More and more movement data of people, vehicles, goods, and animals is becoming available. Developments in intelligent transportation systems specifically have been sparked by the availability of cheap GPS receivers and many models have been built that leverage floating car data (FCD) to classify traffic situations (for example, using visual analysis (Graser et al. 2012)), predict traffic speeds (for example, using linear regression models (Graser et al. 2016)), or detect movement anomalies (for example, using Gaussian mixture models (Graser & Widhalm 2018)). Beyond transportation, Valletta et al. (2017) describe applications of machine learning in animal movement and behavior.

Of course deep learning is making its way into movement data analysis as well. For example, Wang et al. (2018) and Kudinov (2018) trained neural networks to predict travel times in a transport networks. In contrast to conventional travel time prediction models (based on street graphs with associated speeds or travel times), these are considerably more computationally intensive. Kudinov (2018) for example, used 300 million simulated trips (start and end location, start time, and trip duration) as input and “spent about eight months of running one of the GP100 cards 24-7 in a search for an efficient architecture, spatial and statistical distributions of the training set, good values for multiple hyperparameters”.  More recently, Zhang et al. (2019) (at Microsoft Research Asia) used deep learning to predict flows in spatio-temporal networks. It remains to be seen if deep learning will manage to out-perform classical machine learning approaches for predictions in the transportation sector.

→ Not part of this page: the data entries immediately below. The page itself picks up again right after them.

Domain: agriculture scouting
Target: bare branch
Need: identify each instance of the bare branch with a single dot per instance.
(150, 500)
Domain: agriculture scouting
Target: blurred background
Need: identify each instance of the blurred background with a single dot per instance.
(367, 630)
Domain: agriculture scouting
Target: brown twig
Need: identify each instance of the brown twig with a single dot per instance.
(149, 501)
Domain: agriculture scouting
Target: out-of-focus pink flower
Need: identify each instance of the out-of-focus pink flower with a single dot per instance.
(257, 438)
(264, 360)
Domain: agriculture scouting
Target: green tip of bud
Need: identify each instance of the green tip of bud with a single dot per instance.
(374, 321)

What would a transportation AI look like? Would it be able to drive a car and follow data-driven route recommendations (e.g. from or would it purposefully ignore them because other – more basic systems – blindly follow it? Logistics AI might build on these kind of systems while simultaneously optimizing large fleets of vehicles. Transport planning AI might replace transport planners by providing reliable mobility demand predictions as well as resulting traffic models for varying infrastructure and policy scenarios.


The opportunities for using ML in geoinformatics are extensive and have been continuously explored for a multitude of different research problems and applications (from land use classification to travel time prediction). Geoinformatics is largely playing catch-up with the quick development in machine learning (including deep learning) that promise new and previously unseen possibilities. At the same time, it is necessary that geoinformatics researchers are aware of the particularities of spatial data, for example, by developing models that take spatial autocorrelation into account. Future research in geoinformatics should incorporate learnings from geostatistics to ensure that resulting machine learning models incorporate the geographical perspective.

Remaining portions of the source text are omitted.